Ce film raconte le défi d'une vie : s'établir, aimer la routine et le régulier, mais voir s'incruster ici le désir, la curiosité, l'appel de l'aventure et du renouvellement. L'appel de l'étranger, de la nouveauté, du risque.
Un jeune homme, Maxence, avec qui ce large écran (auparavant destiné aux paysages des westerns!) se centre sur des portraits sensuels, vivants, vrais; un jeune homme débarque, comme apprentis marin pêcheur. Gros plans. Un écran géant et, sur ce dernier, des visages intrigués, essoufflés, fascinés. L'héritage de Hitchcock, mais lui voulait montrer la peur, en immense, ici la réalisatrice, Héloïse Pelloquet, nous montre la naissance du désir, le tiraillement de l'esprit, reflété dans ces yeux bleus et ce jeune visage d'un blanc immaculé.

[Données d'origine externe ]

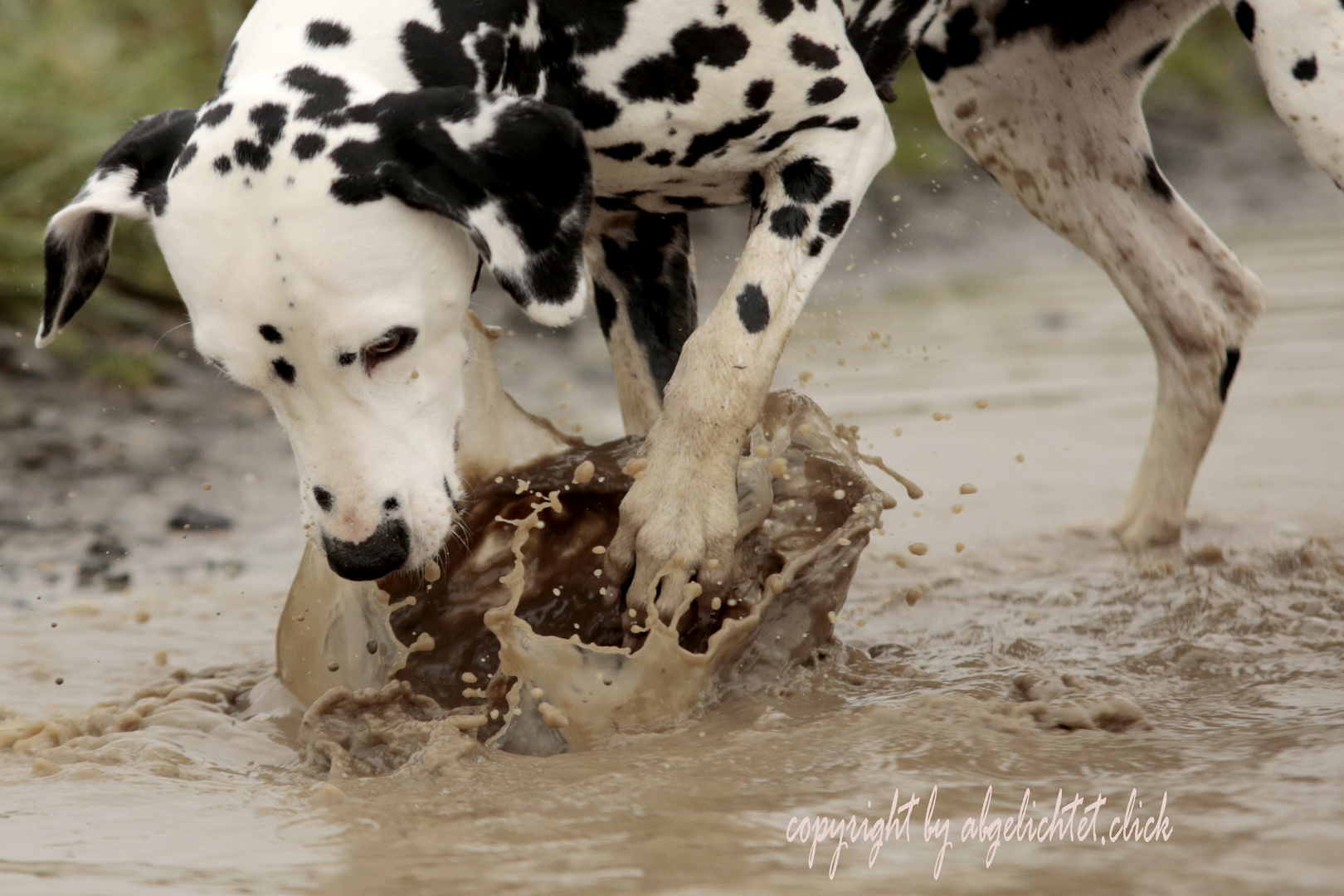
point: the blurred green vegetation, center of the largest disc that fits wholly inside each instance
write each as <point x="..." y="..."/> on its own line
<point x="1213" y="66"/>
<point x="74" y="74"/>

Le film est un ensemble de toiles, chaque pause, si l'on avait l'audace de mettre en pause, pourrait être une photographie, une peinture, d'une scène de vie, d'une scène d'amour, d'un paysage plein d'échos, d'une mer agitée. Les couleurs sont d'une beauté fascinante, la gestion du temps, le choix des plans, la musique, les silences, les jeux de regards, d'expressions, de réactions... Tout pour nous hâper, nous faire sourire, nous chatouiller les yeux, tout pour que les 1h40 de film soient un plaisir sans creux, une curiosité et un esprit satisfaits, tout pour être une oeuvre qui touche.
Certes, le scénario n'a, en soi, rien de nouveau. Ce n'est pas négatif ! C'est là un topos, un schéma classique qui l'est devenu car il marche... S'il est bien traité.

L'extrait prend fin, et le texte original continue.